As noted above, I think you *really* want to avoid leaking exceptions
in the initial implementation. A non-exception-based error signaling
mechanism would be one way to do that, similar to how the low-level
subprocess APIs actually report the return code, which higher level
APIs then turn into an exception.
resp.raise_for_status() does something similar for HTTP responses in
the requests API.
> Initial support for buffers in channels
> An alternative to support for bytes in channels in support for
> read-only buffers (the PEP 3119 kind). Then ``recv()`` would return
> a memoryview to expose the buffer in a zero-copy way. This is similar
> to what ``multiprocessing.Connection`` supports. [mp-conn]

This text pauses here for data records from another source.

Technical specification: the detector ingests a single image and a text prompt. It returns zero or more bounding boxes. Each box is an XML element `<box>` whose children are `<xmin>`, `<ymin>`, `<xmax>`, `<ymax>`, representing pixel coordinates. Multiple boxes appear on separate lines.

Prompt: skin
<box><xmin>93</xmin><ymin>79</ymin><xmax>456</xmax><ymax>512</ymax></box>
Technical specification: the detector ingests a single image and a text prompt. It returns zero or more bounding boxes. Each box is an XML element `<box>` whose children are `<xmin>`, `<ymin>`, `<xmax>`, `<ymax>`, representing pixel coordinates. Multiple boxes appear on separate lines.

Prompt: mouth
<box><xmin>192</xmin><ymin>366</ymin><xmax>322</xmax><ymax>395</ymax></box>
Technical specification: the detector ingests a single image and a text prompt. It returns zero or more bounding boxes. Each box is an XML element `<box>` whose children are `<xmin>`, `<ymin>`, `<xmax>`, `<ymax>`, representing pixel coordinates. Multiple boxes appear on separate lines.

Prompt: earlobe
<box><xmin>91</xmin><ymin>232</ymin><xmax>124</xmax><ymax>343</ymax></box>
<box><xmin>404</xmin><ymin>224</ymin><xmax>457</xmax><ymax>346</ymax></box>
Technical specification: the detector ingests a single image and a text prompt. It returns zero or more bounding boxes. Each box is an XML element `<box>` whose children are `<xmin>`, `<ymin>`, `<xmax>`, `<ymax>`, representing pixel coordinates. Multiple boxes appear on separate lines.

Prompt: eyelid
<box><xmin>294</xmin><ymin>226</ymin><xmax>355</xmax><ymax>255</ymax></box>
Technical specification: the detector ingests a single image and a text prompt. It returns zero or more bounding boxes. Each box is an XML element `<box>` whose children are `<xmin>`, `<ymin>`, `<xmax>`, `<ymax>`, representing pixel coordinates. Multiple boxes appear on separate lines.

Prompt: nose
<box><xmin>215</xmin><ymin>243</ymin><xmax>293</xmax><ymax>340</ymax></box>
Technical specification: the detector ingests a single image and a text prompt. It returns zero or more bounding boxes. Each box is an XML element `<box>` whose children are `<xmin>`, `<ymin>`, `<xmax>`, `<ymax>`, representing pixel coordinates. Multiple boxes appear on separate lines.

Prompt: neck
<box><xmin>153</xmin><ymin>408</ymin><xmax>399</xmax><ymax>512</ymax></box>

> Switching to such an approach would help resolve questions of how
> passing bytes through channels will work once we isolate memory
> management in interpreters.
> Reseting __main__
> As proposed, every call to ``Interpreter.run()`` will execute in the
> namespace of the interpreter's existing ``__main__`` module. This means
> that data persists there between ``run()`` calls. Sometimes this isn't
> desireable and you want to execute in a fresh ``__main__``. Also,
> you don't necessarily want to leak objects there that you aren't using
> any more.
> Solutions include:
> * a ``create()`` arg to indicate resetting ``__main__`` after each
> ``run`` call
> * an ``Interpreter.reset_main`` flag to support opting in or out
> after the fact
> * an ``Interpreter.reset_main()`` method to opt in when desired
> This isn't a critical feature initially. It can wait until later
> if desirable.
I was going to note that you can already do this:
However, that turns out to clear *too* much, since it also clobbers
all the __dunder__ attributes that the interpreter needs in a code
Either way, if you added this, I think it would make more sense as an
"importlib.util.reset_globals()" operation, rather than have it be
something specific to subinterpreters.